Il était une fois une jeune fille qui chantait beaucoup. « J’ai pris quelques cours de piano quand j’étais toute petite, pas beaucoup mais ça m’est resté. J’ai appris à jouer du violon à l’école aussi, j’aimais beaucoup en jouer, mais au lycée, j’ai arrêté pour commencer la guitare. » C’est au lycée que Briana Marela se met à composer ses premières chansons. « J’ai pris quelques cours de guitare, mais juste les bases rien de très compliqué : c’était juste pour m’accompagner. L’ami de ma prof de chant m’a aidé à réaliser un EP et pendant les prises de son j’étais sans cesse en train de lui poser des questions. J’étais curieuse de ses techniques de traitement de son. La révélation c’était de voir qu’on pouvait démultiplier des prises de chant, pour les superposer. »

Passionnée par le son, Briana Marela a choisi d’orienter ses études vers la production audio. « Quand j’entendais les chansons à la radio, je comprenais pas comment ils s’y prenaient alors que c’était plusieurs pistes superposées. Je n’arrivais pas à comprendre pourquoi je n’arrivais pas à donner autant de profondeur à mes chansons. C’était une nouvelle manière de composer pour moi et je voulais me perfectionner dans l’assemblage de ces boucles. C’était totalement égoïste comme choix d’études : je voulais apprendre à m’enregistrer toute seule. »
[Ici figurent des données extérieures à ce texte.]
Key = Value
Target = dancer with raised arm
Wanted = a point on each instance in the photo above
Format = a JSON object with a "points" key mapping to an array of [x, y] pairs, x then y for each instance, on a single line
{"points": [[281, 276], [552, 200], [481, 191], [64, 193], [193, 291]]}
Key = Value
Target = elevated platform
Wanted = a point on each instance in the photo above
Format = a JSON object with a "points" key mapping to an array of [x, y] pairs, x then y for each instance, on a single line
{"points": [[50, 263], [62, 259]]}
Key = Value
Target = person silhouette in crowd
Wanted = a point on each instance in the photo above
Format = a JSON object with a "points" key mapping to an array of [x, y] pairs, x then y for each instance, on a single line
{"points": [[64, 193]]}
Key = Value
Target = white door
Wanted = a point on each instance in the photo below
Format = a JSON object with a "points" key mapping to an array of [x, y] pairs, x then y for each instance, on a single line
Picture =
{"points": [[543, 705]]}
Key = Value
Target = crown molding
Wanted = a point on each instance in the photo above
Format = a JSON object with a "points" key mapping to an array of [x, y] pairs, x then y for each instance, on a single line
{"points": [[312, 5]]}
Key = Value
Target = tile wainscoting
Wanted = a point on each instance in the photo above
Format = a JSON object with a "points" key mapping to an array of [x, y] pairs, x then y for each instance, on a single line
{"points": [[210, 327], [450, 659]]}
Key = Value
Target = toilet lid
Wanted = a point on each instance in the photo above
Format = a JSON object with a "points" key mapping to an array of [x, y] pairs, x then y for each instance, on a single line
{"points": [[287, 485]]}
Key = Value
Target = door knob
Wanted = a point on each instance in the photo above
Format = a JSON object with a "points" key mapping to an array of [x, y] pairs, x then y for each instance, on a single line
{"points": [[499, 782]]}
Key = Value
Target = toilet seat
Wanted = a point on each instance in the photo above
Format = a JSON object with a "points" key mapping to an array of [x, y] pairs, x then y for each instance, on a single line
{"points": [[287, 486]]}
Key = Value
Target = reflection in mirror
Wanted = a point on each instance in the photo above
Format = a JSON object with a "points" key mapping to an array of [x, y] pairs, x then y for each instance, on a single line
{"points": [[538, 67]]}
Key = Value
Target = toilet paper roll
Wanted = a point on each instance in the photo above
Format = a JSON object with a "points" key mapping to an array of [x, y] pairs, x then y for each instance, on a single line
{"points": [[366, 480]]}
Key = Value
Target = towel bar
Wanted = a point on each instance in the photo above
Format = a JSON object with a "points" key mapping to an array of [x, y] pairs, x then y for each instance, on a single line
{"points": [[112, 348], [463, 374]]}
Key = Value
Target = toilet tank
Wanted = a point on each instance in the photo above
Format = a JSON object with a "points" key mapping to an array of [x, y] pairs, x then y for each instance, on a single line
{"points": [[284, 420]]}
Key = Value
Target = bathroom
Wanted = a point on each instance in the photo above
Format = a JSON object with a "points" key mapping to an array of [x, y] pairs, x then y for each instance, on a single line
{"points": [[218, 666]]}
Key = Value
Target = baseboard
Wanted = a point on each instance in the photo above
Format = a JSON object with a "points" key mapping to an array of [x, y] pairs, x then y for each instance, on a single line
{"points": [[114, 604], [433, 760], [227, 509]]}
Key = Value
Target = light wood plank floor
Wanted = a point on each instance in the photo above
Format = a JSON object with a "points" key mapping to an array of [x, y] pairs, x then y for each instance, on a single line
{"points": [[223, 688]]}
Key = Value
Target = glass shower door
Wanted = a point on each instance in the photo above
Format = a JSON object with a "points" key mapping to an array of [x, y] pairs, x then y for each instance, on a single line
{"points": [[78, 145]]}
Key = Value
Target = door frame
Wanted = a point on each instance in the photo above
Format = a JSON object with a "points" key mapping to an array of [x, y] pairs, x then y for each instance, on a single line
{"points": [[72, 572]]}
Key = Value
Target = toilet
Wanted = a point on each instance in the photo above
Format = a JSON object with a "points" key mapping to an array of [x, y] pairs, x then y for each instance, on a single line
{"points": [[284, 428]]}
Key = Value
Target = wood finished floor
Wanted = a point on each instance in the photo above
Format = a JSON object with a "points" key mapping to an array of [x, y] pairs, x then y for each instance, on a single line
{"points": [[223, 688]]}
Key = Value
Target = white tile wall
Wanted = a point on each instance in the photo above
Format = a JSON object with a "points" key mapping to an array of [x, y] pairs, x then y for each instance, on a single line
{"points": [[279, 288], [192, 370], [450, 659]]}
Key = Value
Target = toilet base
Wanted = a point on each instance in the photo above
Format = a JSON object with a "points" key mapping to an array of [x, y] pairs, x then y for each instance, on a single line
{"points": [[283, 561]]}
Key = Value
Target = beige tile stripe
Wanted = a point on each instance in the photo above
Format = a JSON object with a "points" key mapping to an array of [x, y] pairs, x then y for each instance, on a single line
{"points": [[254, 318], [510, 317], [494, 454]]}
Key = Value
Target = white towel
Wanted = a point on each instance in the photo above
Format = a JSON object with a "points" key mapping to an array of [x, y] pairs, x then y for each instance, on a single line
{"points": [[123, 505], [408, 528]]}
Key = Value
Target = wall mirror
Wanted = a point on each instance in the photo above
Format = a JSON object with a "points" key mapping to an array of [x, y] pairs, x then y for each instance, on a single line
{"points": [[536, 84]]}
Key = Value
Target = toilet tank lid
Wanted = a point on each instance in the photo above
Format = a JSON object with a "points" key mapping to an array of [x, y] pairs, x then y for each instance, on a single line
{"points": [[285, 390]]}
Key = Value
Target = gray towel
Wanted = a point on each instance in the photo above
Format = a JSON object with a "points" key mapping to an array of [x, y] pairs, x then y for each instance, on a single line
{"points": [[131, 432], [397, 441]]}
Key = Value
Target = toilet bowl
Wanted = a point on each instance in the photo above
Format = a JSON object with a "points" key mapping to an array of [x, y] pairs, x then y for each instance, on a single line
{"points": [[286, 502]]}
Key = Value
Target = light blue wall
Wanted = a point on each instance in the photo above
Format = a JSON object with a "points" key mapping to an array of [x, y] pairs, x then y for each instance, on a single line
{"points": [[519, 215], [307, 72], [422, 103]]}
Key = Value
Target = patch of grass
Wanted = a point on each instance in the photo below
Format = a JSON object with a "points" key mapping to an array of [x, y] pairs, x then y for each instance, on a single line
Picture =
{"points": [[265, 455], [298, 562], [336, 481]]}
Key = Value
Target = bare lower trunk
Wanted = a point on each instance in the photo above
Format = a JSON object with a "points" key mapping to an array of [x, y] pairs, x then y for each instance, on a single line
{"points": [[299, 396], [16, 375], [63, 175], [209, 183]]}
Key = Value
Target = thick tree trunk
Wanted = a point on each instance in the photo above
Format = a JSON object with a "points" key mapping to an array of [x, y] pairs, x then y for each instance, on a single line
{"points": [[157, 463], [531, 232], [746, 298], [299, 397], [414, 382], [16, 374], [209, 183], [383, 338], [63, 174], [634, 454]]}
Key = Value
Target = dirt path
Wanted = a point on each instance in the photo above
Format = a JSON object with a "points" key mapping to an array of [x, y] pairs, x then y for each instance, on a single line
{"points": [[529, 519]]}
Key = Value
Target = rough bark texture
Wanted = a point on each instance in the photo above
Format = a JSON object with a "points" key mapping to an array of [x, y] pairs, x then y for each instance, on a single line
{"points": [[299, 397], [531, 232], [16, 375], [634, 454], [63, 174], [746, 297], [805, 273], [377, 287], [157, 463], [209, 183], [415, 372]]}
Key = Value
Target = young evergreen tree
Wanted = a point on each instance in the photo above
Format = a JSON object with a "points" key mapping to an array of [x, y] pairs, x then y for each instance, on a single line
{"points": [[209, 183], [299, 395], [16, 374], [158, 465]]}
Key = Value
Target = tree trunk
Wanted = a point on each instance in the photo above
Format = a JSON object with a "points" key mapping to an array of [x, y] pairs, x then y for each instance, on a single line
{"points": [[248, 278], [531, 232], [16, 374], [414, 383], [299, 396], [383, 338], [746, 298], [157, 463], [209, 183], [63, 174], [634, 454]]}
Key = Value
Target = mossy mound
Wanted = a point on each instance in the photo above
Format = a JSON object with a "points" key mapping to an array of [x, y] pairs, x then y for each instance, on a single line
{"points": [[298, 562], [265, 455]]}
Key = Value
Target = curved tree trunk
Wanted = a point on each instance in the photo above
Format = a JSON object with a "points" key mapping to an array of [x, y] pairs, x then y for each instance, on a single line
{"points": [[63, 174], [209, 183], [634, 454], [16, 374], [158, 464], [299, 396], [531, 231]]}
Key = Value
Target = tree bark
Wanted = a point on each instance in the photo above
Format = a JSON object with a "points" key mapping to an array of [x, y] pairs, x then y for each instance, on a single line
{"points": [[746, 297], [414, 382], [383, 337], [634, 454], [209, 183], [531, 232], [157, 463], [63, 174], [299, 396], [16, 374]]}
Un été, elle décide de partir en tournée avec sa petite sœur. « Je m’étais dit que serait un voyage sympa à faire ensemble. On était très proches mais on s’était pas vues depuis plusieurs années. A cette époque, elle avait quitté la maison : quand je suis partie à la fac, elle a décidé de partir voyager. J’avais envie de passer du temps avec elle parce que c’est une période importante de la vie, quand on commence à devenir adulte et que notre personnalité se forme. Et je voulais que ma sœur soit plus présente dans ma vie. » Pendant plus de deux mois, elles parcourent le pays ensemble. « Je pense qu’au début elle hésitait à jouer avec moi, parce qu’elle adore me voir jouer en solo. Mais je voulais que les morceaux soient plus riches et qu’elle me soutienne au chant. On s’est bien marrées, mais c’était pas évident non plus. C’était intense parce qu’on essayait de rattraper le temps perdu, de voir comment chacune avait évolué. C’était par exemple la première fois qu’on buvait ensemble ! »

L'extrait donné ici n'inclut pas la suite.